Abbas İbrahim, ‘arenaların birliği’ olgusunu savundu

“Gazze arabuluculuğundaki rolüm bu” diyen Abbas İbrahim, Suriye Devlet Başkanı Beşşar Esed ile dönemin ABD Başkanı Donald Trump arasındaki gizli arabuluculuğun ayrıntılarını Al Majalla’ye anlattı.

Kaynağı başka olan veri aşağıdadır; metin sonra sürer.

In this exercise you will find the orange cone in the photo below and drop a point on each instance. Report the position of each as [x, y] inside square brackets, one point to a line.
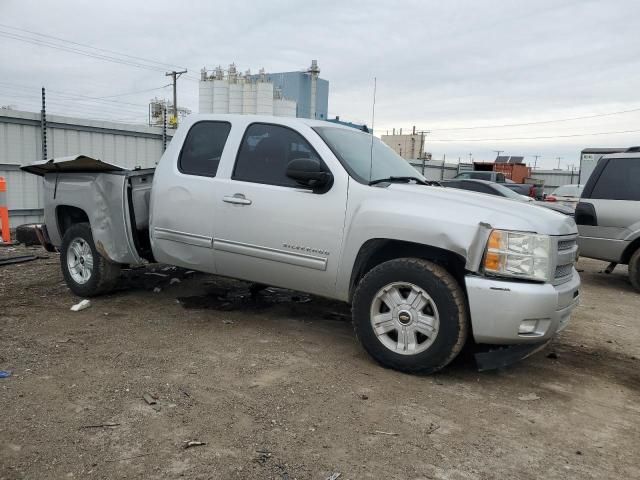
[4, 212]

Gerek uluslararası gerekse bölgesel olarak Ortadoğu’ya yönelik güç mücadelesi sürüyor. (Görsel: Eduardo Ramon)
Gerek uluslararası gerekse bölgesel olarak Ortadoğu’ya yönelik güç mücadelesi sürüyor. (Görsel: Eduardo Ramon)
TT

Abbas İbrahim, ‘arenaların birliği’ olgusunu savundu

Gerek uluslararası gerekse bölgesel olarak Ortadoğu’ya yönelik güç mücadelesi sürüyor. (Görsel: Eduardo Ramon)
Gerek uluslararası gerekse bölgesel olarak Ortadoğu’ya yönelik güç mücadelesi sürüyor. (Görsel: Eduardo Ramon)

İbrahim Hamidi

Lübnan Kamu Güvenliği eski Genel Müdürü Tümgeneral Abbas İbrahim, yaralı Filistinlilerin tedavi için Mısır'a götürülmesi ve Gazze Şeridi'ne insani yardım girişi karşılığında yabancıların Gazze'den çıkarılmasına ilişkin anlaşmada ‘mütevazı bir rol’ oynadığını açıkladı.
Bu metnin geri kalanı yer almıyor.